Filosofia e logomaquia


Por MÁRIO JOSÉ DOS SANTOS - PROFESSOR DA UFJF

23/12/2012 às 07h00

A filosofia ensina que o ser humano é um animal que fala e existe para conviver. Fala porque sabe que pensa, imagina e sente. Porque fala, constrói um discurso sobre a realidade. Esse discurso não está isento de contaminações com elementos negativos, incutidos no indivíduo, por meio da educação familiar e/ou escolar-social-religiosa, na qual esteve mergulhado ao longo da sua vida-história. Aí é que mora o perigo: muito do elaborado é fruto do inconsciente, ali sedimentado, assimilado cegamente, de forma acrítica e inquestionável. É fundamental que cada um de nós, na condição de ser-existente-no-mundo, em momentos privilegiados, examine a sua própria fala, o seu discurso e as possíveis lacunas e distorções.

A realidade, na sua totalidade, objeto de investigação e de interpretações, inclui Deus, o mundo e o próprio homem. Sempre se disse, e se esquece amiúde, que é imprescindível falar a palavra certa, para a pessoa certa, no momento oportuno. Quem entender isso já pode computar meio caminho andado. É fato notório que se fale demais, às vezes, inutilmente, sem pensar nas suas múltiplas consequências.

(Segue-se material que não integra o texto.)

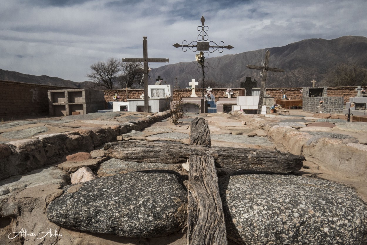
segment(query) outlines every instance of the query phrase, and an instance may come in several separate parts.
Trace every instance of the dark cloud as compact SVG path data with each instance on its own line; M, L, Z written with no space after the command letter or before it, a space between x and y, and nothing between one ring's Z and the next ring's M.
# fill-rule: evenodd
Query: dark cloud
M81 4L90 0L29 0L28 4L30 5L37 5L43 7L65 7Z

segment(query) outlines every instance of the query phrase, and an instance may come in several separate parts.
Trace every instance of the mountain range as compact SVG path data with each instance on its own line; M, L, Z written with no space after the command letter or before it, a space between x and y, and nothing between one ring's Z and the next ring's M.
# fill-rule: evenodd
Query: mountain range
M246 65L261 65L268 50L270 52L269 67L285 71L281 73L268 72L266 86L268 88L309 86L313 79L317 81L316 86L325 85L328 72L340 63L356 64L367 68L367 38L349 36L331 40L306 39L282 47L208 57L204 63L207 67L206 80L214 82L218 87L239 88L240 83L244 82L246 77L251 77L259 86L260 71L248 69ZM193 57L195 54L193 52ZM152 69L149 76L150 84L153 84L155 78L160 76L168 84L184 88L189 86L192 79L201 81L201 69L196 61L181 62ZM79 88L90 88L91 83L76 82L1 69L0 80Z

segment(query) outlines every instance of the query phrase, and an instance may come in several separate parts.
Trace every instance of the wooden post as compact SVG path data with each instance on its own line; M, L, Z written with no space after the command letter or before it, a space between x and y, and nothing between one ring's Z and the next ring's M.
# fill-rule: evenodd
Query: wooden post
M190 144L210 145L210 133L208 120L196 117L191 121Z
M143 62L143 63L144 77L144 110L149 112L149 97L148 96L148 62L169 62L169 59L148 58L148 41L146 36L143 37L143 58L130 58L123 59L123 62Z
M272 68L268 67L269 57L270 57L270 51L268 50L265 54L265 63L264 66L258 66L248 65L246 67L249 69L254 69L257 70L262 70L262 78L261 79L261 88L260 90L260 95L259 98L259 105L257 107L257 114L261 113L261 107L262 107L264 100L264 94L265 93L265 86L266 81L266 75L268 71L274 71L276 72L282 72L284 70L279 68Z
M214 159L189 157L187 244L227 245L227 232Z

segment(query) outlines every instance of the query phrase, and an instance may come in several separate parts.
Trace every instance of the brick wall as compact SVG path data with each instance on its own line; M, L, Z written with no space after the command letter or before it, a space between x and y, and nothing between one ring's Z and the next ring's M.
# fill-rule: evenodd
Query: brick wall
M0 80L0 119L48 115L48 90L75 88Z

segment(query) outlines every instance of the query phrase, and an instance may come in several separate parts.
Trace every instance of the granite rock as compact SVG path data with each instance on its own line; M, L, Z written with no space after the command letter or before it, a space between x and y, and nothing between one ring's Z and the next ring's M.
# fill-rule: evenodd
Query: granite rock
M64 188L46 214L67 228L127 237L163 236L186 224L187 192L167 171L133 172Z
M76 172L70 174L70 177L72 184L85 182L97 178L91 169L87 167L80 168Z
M66 160L70 161L80 161L91 158L90 154L88 152L77 152L66 156Z
M227 234L239 244L367 242L367 206L345 186L276 174L233 175L219 184Z

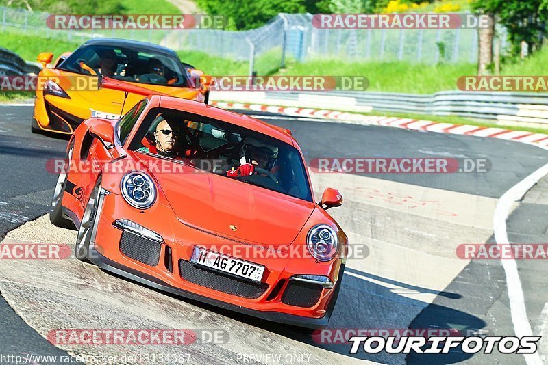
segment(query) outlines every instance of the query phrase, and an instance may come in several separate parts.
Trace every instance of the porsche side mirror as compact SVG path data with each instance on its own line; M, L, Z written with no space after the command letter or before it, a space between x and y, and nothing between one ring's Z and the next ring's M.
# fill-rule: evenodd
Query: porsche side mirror
M97 123L90 128L90 135L99 139L107 150L114 148L114 127L105 122Z
M320 206L325 205L325 209L326 211L329 208L340 206L342 204L342 195L340 195L338 190L328 187L323 191L323 194L321 195Z
M206 90L213 85L213 77L210 75L202 75L200 76L200 84L203 85Z
M51 64L53 59L53 53L51 52L42 52L36 57L36 61L42 64L42 66L45 68L46 65Z

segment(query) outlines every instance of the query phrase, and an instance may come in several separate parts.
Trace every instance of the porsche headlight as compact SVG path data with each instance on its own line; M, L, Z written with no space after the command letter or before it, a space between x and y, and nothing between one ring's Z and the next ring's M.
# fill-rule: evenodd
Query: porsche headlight
M144 172L133 172L122 178L122 195L125 201L138 209L147 209L156 200L156 188L152 179Z
M337 233L327 225L314 226L306 236L306 246L314 258L319 261L329 261L337 254Z

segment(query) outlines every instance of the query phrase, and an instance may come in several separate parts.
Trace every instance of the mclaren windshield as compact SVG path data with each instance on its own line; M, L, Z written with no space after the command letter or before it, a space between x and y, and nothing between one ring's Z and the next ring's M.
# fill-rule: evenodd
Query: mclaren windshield
M138 47L84 46L58 68L138 83L188 87L186 71L178 58Z
M305 165L297 148L225 122L153 108L129 149L312 201Z

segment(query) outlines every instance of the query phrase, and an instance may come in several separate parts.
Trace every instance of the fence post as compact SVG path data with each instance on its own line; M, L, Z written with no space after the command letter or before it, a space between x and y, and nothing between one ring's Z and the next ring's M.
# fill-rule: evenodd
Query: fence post
M253 68L255 62L255 44L249 37L245 38L246 42L249 44L249 76L253 77Z
M284 32L282 38L282 68L286 68L286 44L287 44L287 31L289 27L289 23L287 21L287 18L283 14L279 14L279 17L284 21Z
M404 30L399 31L399 49L398 49L398 60L401 61L403 59L403 41L406 39Z
M371 56L371 32L373 29L367 29L367 38L365 41L365 58L369 59Z
M436 55L434 56L434 63L437 64L440 61L440 46L438 43L441 40L441 30L436 31Z
M458 42L459 42L459 40L460 39L460 37L459 37L459 35L460 34L460 33L459 32L460 31L460 28L457 28L457 29L455 29L455 38L453 40L453 62L456 62L457 60L458 59Z
M420 62L423 59L423 29L419 29L419 42L416 45L416 59Z
M477 31L472 31L472 49L470 50L470 62L477 61Z
M384 58L384 44L386 42L386 29L384 28L381 29L381 53L379 59L381 61Z

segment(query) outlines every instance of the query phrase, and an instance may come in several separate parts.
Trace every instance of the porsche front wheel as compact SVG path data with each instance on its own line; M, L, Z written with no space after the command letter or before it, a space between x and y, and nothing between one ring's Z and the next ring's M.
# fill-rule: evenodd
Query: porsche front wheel
M93 191L90 195L84 215L82 217L80 228L78 229L78 235L76 237L76 247L75 254L77 258L82 261L88 262L88 254L90 250L90 243L93 233L95 219L97 218L97 208L101 195L101 179L99 178Z
M71 163L71 159L73 157L73 150L74 150L74 144L71 144L68 148L68 152L66 154L66 161L68 164ZM62 212L62 202L63 194L64 194L64 189L66 186L66 179L68 176L68 167L64 169L63 171L59 173L59 176L57 178L57 183L55 188L53 191L53 198L51 199L51 210L49 211L49 221L53 224L54 226L61 227L62 228L74 229L74 224L70 219L63 217Z

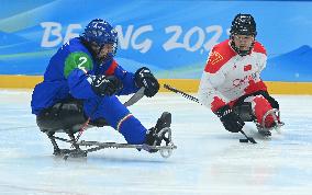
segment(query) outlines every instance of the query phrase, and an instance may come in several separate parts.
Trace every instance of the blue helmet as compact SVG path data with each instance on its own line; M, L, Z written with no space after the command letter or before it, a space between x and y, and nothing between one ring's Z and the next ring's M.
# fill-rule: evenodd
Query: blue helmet
M114 49L108 58L115 55L118 48L118 32L102 19L92 20L85 28L81 38L88 44L97 44L102 48L105 44L112 44ZM94 54L96 56L98 54Z

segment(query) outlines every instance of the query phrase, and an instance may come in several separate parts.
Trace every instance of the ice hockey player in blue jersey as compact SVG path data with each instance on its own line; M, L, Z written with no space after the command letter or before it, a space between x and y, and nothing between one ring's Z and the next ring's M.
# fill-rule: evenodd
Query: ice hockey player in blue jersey
M170 127L171 115L165 112L155 127L146 129L115 96L144 87L144 94L152 97L159 90L148 68L132 73L118 65L113 58L116 49L116 31L96 19L80 37L70 39L51 58L44 81L33 91L31 106L40 129L52 140L54 154L62 153L54 134L65 131L75 138L88 118L89 125L113 127L131 145L158 146L163 139L159 131Z

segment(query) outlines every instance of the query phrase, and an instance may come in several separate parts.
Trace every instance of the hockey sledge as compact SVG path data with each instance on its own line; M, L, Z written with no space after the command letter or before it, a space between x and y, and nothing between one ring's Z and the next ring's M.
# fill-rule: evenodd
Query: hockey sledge
M65 139L62 137L54 136L53 133L47 133L48 138L51 139L53 146L54 146L54 154L58 157L63 157L65 160L69 157L71 158L81 158L87 157L88 153L108 149L108 148L133 148L137 150L156 150L160 153L163 158L169 158L172 153L174 149L177 149L177 146L174 145L171 140L171 129L167 128L166 130L166 137L160 146L149 146L149 145L130 145L130 144L119 144L119 142L100 142L100 141L87 141L87 140L80 140L76 141L76 138L74 134L68 134L70 139ZM59 149L56 140L64 141L71 144L73 149ZM86 147L86 149L81 149L81 147Z

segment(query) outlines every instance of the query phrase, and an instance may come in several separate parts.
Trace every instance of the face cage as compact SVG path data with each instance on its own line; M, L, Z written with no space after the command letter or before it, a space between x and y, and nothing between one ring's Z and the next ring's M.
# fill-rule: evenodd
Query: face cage
M113 44L113 50L111 53L108 53L105 56L103 56L102 58L99 58L98 56L100 55L102 48L104 47L105 44ZM116 54L116 50L118 50L118 42L114 42L114 43L105 43L103 45L101 45L100 49L98 50L98 53L96 54L96 61L97 64L101 65L103 64L104 61L109 61L111 60L115 54Z
M241 50L238 47L236 47L235 43L234 43L234 35L236 34L233 34L230 36L230 39L231 39L231 47L239 55L239 56L247 56L248 54L250 54L250 51L253 50L254 48L254 45L255 45L255 39L254 42L252 43L250 47L248 50ZM253 34L254 35L254 34ZM254 35L256 37L256 35Z

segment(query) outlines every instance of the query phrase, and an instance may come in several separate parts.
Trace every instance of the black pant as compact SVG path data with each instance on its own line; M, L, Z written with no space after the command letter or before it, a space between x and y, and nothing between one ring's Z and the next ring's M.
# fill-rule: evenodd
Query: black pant
M76 133L87 122L83 114L82 102L69 100L56 103L43 110L36 117L36 123L42 131L69 131Z

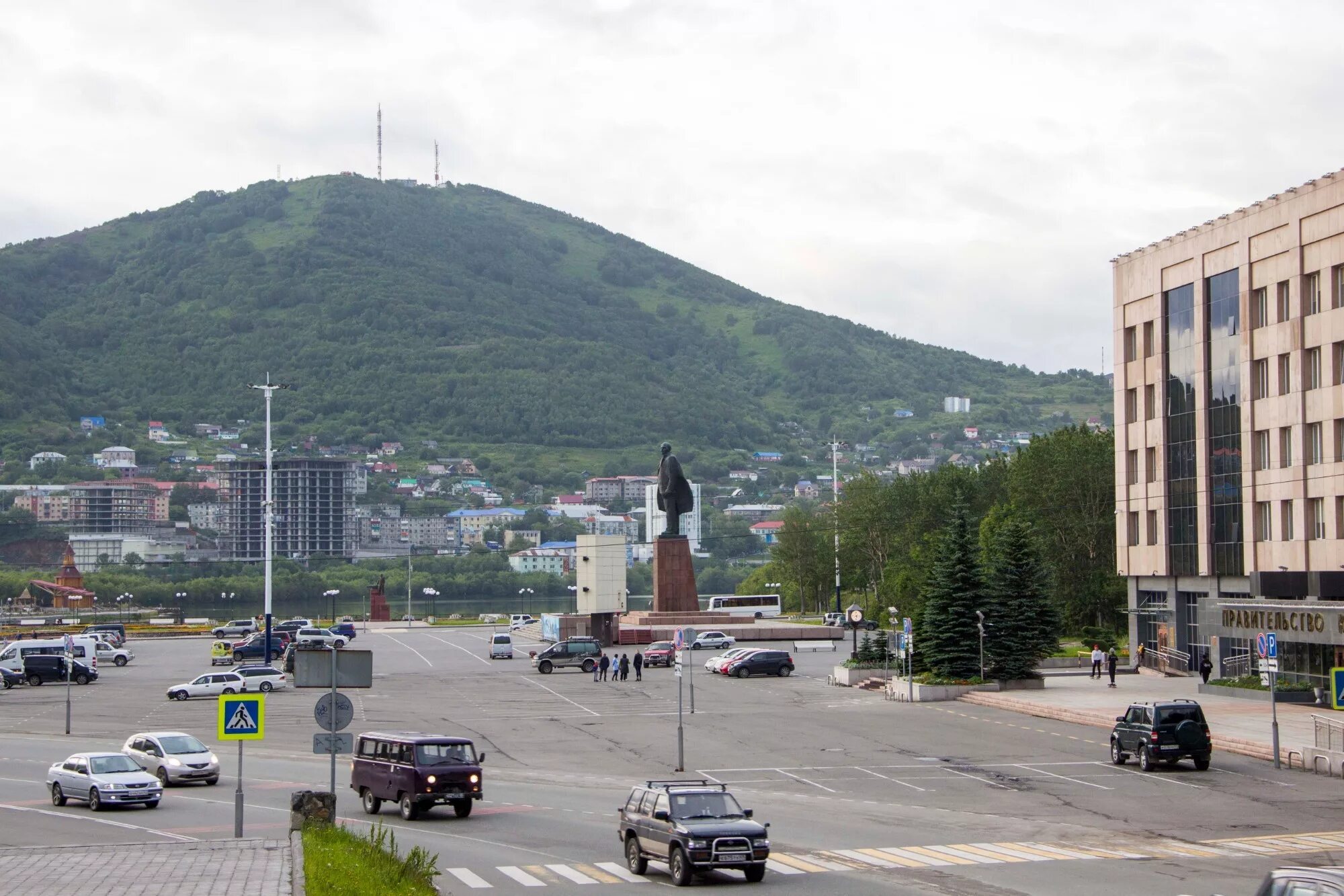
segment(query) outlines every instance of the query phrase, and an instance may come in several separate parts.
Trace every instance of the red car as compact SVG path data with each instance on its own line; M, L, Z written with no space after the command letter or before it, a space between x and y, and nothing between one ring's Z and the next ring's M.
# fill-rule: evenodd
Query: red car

O ser humano devia valorizar mais o que fala. Não só falar corretamente mas com pertinência e propriedade. Vê-se com frequência falas agressivas, verdadeiras guerras verbais, que não levam a nada, quando muito à destruição de algum relacionamento, produzidas pela imaturidade, pela falta de preparo, de paciência e de reflexão. Esquece-se de que a fala é o mais importante instrumento do diálogo, da comunicação e do entendimento. Deve veicular sempre a verdade, construindo pontes que aproximam e ligam, e não muros que separam.

O discurso que se vai construindo sobre a realidade vem carregado de princípios e de valores. Nesse aspecto, é fundamental que se redobre o cuidado no sentido de que o mesmo seja guiado pelo crivo de uma razão esclarecida, vacinada contra os desvarios de convicções gratuitas e malformuladas. A inteligência instrumentalizada em função do domínio e os interesses contrariados, normalmente, provocam a doença da fala. Princípios e valores só são autênticos se objetivos, transculturais, universais e permanentemente coerentes. Trilhar outros caminhos é ter sua visão encurtada e ficar sujeito a produzir longas e intermináveis logomaquias em proveito próprio. E isso é fruto da falta de cuidado e do desalinho interior.

Felizmente, qualquer pessoa sadia, na qual pode emergir a qualquer momento o bom-senso, tem a chance de se reorganizar, no instante em que consegue visualizar a tênue linha divisória entre a autenticidade do fato e a sua interpretação desajustada. Quem não está enxergando bem procura, imediatamente, um oftalmologista. Ao contrário, quando se trata da visão interior distorcida, nem sempre isso merece o mesmo zelo. É essa fala que possibilita ou inviabiliza a convivência saudável entre os seres humanos. Se alguém não percebe a falta de sentido no conviver sob ressalvas e reservas, é melhor pedir a Deus a mudez, para manter-se insulado na própria indigência e não prejudicar outro que não seja a si próprio. A palavra é o dom mais precioso que o criador colocou a nossa disposição e negou aos animais. Colocá-lo a serviço da mentira, da arquitetura do mal ou para disseminar o ódio e o desentendimento entre pessoas é um acinte ao criador e um contrassenso inaceitável. Lembre-se: loquacidade não significa, necessariamente, sabedoria. A palavra deve ser pele, e não apenas vestido de festa.